DB: It is great in terms of the conference for exposure. The primary effect is not so much with the fans but it is a dollars and cents issue with the university and what they can do within the athletic department and the way the athletic departments from those SEC schools can actually help other areas at their institutions because of the incredible amount of money that they are getting. That is FAR AND AWAY the biggest benefit.
CJ: Where do you see UK going over the next few years with the direction of their athletics programs?
DB: I think it is going to be good. Mitch Barnhart has come in and done a great job with the ‘Olympic’ sports. The hiring of Rich Brooks worked out and thank goodness for everyone involved that it did. They knew that they had made a mistake with Billy, so they went ahead and fixed it. At least from the early results, it looks like they have hit a home run with this Calipari hire. I think there is going to be more and more success over the next several years from the athletics department as a whole.
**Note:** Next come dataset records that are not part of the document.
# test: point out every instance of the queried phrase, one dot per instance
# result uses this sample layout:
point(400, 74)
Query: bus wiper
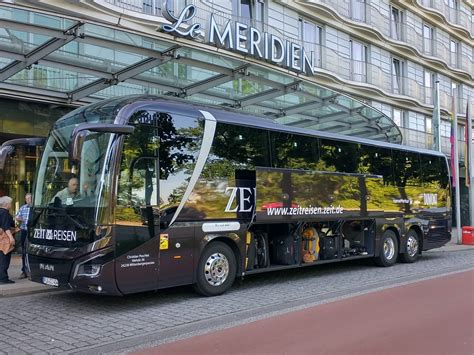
point(54, 211)
point(77, 223)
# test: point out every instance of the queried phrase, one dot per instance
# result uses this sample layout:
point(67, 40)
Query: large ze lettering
point(242, 197)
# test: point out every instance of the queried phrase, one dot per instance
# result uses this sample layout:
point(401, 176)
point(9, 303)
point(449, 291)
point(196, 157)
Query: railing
point(407, 32)
point(453, 15)
point(424, 140)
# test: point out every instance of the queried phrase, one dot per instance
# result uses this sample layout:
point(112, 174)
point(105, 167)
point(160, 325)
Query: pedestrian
point(7, 224)
point(22, 217)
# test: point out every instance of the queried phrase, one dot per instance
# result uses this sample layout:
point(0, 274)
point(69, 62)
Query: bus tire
point(388, 249)
point(412, 247)
point(216, 270)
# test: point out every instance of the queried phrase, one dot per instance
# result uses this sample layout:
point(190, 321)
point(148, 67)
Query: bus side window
point(376, 161)
point(430, 170)
point(138, 185)
point(294, 151)
point(407, 168)
point(338, 156)
point(243, 147)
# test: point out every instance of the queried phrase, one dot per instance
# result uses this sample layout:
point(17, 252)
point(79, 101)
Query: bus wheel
point(216, 270)
point(412, 247)
point(389, 252)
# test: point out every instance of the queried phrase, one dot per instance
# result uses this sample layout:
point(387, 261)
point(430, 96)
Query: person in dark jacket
point(22, 217)
point(6, 223)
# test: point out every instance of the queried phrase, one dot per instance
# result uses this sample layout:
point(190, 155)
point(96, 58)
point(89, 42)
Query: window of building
point(453, 10)
point(311, 36)
point(453, 53)
point(427, 39)
point(445, 129)
point(456, 91)
point(396, 23)
point(429, 87)
point(397, 76)
point(250, 11)
point(358, 8)
point(358, 61)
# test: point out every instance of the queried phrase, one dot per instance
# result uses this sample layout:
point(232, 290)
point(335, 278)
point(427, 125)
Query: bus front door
point(137, 242)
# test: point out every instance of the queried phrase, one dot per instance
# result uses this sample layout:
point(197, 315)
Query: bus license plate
point(50, 281)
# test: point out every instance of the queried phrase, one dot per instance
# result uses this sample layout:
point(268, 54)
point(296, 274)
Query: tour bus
point(142, 193)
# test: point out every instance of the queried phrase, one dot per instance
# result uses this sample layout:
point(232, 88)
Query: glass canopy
point(70, 62)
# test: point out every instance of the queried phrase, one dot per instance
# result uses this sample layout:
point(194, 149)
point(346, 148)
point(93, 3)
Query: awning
point(56, 59)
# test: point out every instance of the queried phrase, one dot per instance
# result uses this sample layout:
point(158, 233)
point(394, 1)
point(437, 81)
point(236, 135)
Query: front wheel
point(389, 249)
point(412, 247)
point(216, 270)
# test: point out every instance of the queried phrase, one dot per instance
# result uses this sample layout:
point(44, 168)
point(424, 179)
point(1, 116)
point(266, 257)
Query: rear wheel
point(216, 270)
point(412, 247)
point(389, 249)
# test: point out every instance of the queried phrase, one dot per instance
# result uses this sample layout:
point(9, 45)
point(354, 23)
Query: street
point(412, 319)
point(59, 322)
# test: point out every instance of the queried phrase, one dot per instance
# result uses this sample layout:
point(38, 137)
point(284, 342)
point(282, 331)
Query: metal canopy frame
point(284, 97)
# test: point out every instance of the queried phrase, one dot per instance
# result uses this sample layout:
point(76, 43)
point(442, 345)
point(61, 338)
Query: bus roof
point(122, 106)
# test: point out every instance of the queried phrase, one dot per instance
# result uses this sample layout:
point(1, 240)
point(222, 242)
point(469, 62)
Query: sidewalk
point(25, 286)
point(20, 287)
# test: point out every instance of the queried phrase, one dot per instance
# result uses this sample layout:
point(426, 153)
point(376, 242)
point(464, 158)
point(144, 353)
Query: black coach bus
point(140, 193)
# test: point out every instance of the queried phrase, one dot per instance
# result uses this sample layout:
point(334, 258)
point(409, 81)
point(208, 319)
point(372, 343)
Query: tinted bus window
point(165, 147)
point(430, 169)
point(294, 151)
point(376, 161)
point(244, 147)
point(443, 173)
point(406, 166)
point(338, 156)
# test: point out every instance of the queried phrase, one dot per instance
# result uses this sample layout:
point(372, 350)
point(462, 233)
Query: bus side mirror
point(78, 135)
point(5, 151)
point(8, 147)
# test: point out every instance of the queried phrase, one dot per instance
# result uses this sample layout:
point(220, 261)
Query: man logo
point(430, 199)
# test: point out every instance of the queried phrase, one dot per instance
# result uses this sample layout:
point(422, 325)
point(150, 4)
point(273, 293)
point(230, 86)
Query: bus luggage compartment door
point(136, 263)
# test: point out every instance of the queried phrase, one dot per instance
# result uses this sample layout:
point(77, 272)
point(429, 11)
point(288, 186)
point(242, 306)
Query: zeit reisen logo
point(55, 234)
point(242, 38)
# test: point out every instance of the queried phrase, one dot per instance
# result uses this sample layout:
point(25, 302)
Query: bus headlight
point(88, 270)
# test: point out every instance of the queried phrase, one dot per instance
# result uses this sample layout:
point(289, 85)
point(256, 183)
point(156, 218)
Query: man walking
point(22, 217)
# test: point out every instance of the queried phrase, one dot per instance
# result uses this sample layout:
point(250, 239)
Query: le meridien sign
point(242, 38)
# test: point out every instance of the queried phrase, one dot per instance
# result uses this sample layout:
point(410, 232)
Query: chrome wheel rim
point(412, 245)
point(216, 269)
point(389, 248)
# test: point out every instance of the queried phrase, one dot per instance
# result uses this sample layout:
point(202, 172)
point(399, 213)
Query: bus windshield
point(75, 190)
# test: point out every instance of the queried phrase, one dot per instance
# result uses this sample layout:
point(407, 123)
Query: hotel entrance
point(22, 126)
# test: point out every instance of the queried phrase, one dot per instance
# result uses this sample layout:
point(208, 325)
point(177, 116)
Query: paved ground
point(63, 321)
point(412, 319)
point(22, 287)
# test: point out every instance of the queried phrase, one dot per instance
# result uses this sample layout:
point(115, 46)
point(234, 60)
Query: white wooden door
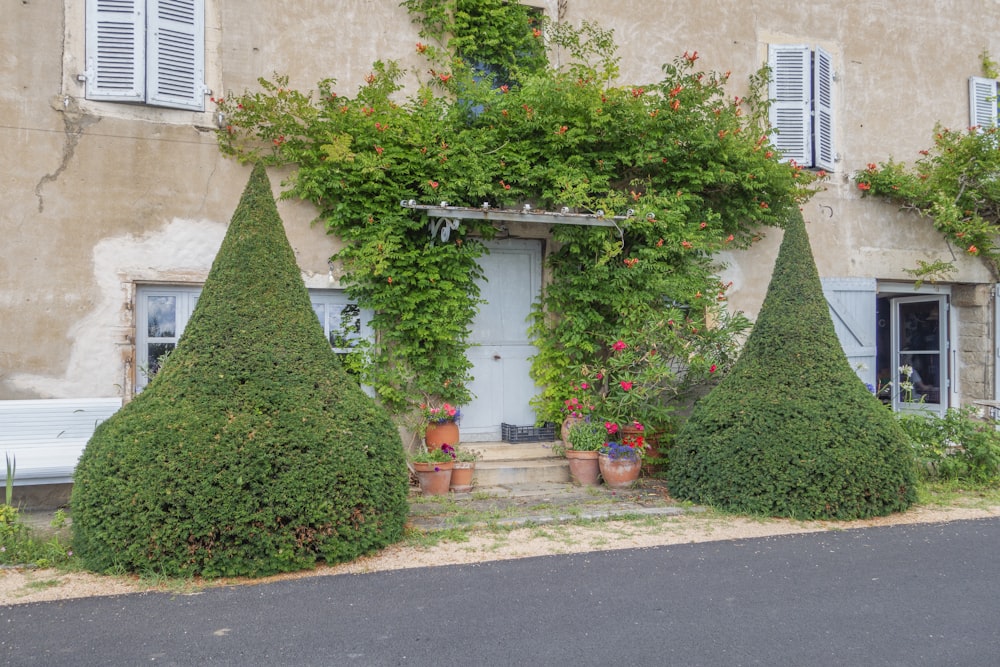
point(501, 351)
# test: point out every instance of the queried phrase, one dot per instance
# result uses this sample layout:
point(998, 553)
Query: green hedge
point(792, 431)
point(252, 451)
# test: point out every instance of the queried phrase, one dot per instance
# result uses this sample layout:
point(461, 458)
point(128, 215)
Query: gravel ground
point(495, 535)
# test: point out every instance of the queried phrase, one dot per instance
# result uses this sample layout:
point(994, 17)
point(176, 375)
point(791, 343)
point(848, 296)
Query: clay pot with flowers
point(441, 425)
point(620, 463)
point(433, 469)
point(576, 408)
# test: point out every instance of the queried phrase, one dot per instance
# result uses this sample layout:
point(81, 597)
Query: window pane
point(344, 333)
point(919, 326)
point(162, 316)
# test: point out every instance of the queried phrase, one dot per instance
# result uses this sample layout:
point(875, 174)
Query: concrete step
point(505, 451)
point(503, 463)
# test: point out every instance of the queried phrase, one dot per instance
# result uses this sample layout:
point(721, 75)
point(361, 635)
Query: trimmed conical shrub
point(252, 451)
point(792, 431)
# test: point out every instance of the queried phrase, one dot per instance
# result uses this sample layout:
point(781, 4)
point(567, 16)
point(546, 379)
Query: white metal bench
point(45, 437)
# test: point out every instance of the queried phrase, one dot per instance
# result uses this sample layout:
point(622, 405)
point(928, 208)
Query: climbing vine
point(682, 167)
point(956, 183)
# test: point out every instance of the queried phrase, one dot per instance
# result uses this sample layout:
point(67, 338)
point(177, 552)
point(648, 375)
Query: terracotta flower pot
point(441, 433)
point(583, 467)
point(434, 478)
point(461, 476)
point(621, 472)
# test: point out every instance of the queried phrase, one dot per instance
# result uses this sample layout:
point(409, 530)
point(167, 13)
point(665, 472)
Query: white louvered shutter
point(982, 101)
point(790, 90)
point(115, 46)
point(176, 55)
point(823, 97)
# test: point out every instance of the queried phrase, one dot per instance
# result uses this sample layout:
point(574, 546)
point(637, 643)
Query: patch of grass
point(43, 584)
point(429, 538)
point(956, 493)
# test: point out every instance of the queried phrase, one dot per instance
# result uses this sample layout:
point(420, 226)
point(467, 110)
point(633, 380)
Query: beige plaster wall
point(100, 195)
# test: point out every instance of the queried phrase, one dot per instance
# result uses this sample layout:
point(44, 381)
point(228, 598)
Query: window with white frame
point(801, 113)
point(163, 311)
point(982, 101)
point(146, 51)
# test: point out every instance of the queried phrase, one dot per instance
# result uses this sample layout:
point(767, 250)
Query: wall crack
point(74, 123)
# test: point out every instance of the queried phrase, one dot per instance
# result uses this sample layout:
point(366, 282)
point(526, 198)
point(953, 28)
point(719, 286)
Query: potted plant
point(433, 469)
point(585, 439)
point(441, 425)
point(620, 462)
point(576, 408)
point(464, 470)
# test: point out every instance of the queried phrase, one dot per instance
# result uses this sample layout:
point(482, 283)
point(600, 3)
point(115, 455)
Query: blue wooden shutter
point(982, 101)
point(115, 44)
point(852, 307)
point(176, 54)
point(823, 102)
point(790, 91)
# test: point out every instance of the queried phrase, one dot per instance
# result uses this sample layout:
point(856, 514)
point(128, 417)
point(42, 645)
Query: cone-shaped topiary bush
point(252, 451)
point(792, 431)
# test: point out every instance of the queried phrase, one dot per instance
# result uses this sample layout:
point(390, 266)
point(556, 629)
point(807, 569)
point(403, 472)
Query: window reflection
point(161, 316)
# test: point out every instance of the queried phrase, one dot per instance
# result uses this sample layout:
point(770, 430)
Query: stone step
point(505, 451)
point(503, 463)
point(552, 470)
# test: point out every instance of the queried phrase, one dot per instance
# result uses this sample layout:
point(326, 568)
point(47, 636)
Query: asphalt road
point(904, 595)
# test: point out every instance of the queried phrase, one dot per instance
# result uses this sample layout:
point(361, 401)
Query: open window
point(162, 313)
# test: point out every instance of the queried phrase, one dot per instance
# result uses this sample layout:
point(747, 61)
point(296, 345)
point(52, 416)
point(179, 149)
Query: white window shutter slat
point(115, 44)
point(852, 308)
point(789, 91)
point(982, 101)
point(176, 54)
point(823, 97)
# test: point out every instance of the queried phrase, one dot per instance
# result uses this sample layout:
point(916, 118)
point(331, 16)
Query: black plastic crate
point(515, 434)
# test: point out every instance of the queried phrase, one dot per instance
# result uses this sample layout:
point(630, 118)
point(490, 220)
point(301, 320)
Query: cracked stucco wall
point(98, 196)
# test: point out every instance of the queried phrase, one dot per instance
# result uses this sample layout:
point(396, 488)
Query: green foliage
point(646, 374)
point(955, 183)
point(680, 162)
point(252, 451)
point(792, 431)
point(587, 436)
point(956, 446)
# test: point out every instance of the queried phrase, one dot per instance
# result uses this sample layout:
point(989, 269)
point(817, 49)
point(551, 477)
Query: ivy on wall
point(687, 165)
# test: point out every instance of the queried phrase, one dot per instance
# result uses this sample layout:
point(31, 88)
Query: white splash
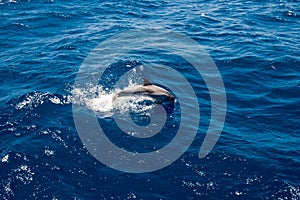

CJ: What about Mitch Barnhart? Do you think he is happy here?
DB: I think he is. I just think it is an awfully tough job. Mitch came in here with a mandate to clean things up and I think he did that, but it is also a mandate to compete at a top level. Sometimes I think he is a bit misunderstood. Ultimately, all the decisions that take place regarding athletics, whether it be biggest (arenas and stadiums) to the smallest (like what the program is like during Football Fan Day) those all come back and are a reflection of him. I think it is something he has guided that is genuine. He wears his emotion on his sleeve and sometimes there are things he takes personally, but at the end of the day he can take a great deal of satisfaction out of what he is doing for folks as a whole.
CJ: Are you still friends with Lee Cruse?
DB: Oh yeah. I still see him frequently.
CJ: When can we expect Lee’s Dave Baker Alarm Clock to hit the market?
DB: You know, I’m surprised he hasn’t patented it yet. I keep telling him that by doing things like that he could turn the economy around by himself.
That is it. I want to thank Dave for taking time out of his busy schedule to talk to me. It is much appreciated and I wish him luck with SEC Tailgate.